Samuel Beckett is enjoying a renaissance at present and his influence can clearly be seen in this sharp revival of Sarah Kane's 1998 play by Liquid Theatre. At the core of this evocative experience is an over-riding musicality within the dialogue, that recalls many of Beckett's 'shorts’ for stage and radio, and the inherent stream of consciousness within the text. Kane's multiple threads of dialogue are made to rise and fall from the four actors like ocean waves, creating a hypnotic montage of memories and emotions. Rarely do the actors overplay the emotion in the lines and a quiet intensity permeates both their dialogue and movement. Like whispers in the dark of the mind the character(s) and their memories invade the audience's consciousness.
Key to this is the restrained use of space by director Matt Peover. The actors sit, stand and move naturalistically around rough chairs and table. Such is the smoothness of this that I fail to notice their movements and instead 'magically’ the actors seem to shift position. As this occurs, Lizzie Powell's lighting design both masks and illuminates the actors with its use of shadow – bathing faces in dullness and bodies in sharp light.

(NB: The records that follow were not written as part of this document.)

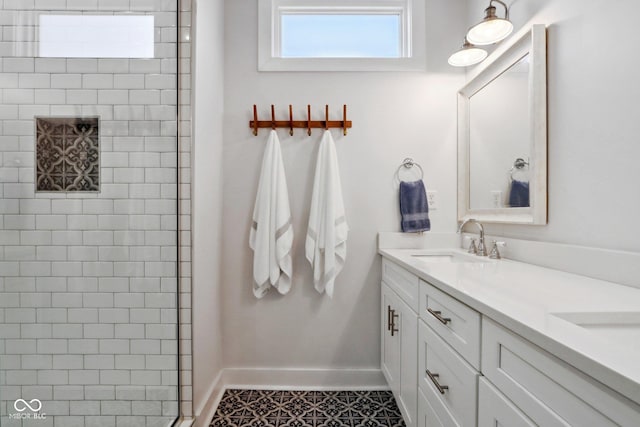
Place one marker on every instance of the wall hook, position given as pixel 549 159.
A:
pixel 255 120
pixel 273 117
pixel 290 120
pixel 344 119
pixel 326 117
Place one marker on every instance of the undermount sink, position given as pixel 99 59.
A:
pixel 449 258
pixel 612 326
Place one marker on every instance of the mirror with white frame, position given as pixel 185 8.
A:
pixel 502 135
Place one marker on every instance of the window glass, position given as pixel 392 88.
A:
pixel 341 36
pixel 96 36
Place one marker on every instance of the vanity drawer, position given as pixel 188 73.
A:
pixel 404 283
pixel 494 409
pixel 546 389
pixel 429 417
pixel 447 369
pixel 456 323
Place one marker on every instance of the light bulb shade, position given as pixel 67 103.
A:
pixel 489 31
pixel 468 55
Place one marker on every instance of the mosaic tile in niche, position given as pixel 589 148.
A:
pixel 67 154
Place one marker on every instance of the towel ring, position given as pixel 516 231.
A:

The resultant effect is beguiling, past memories manifested for the moment of a sentence and then buried under the next one. Thus layers are built up with a rising depth of feeling that evokes one's own memories, recollections and connections.
A production that transcends the idea that written texts foreground dialogue and logic, and instead creates a total theatre in and around the written map Kane provides, whilst speaking to the heart.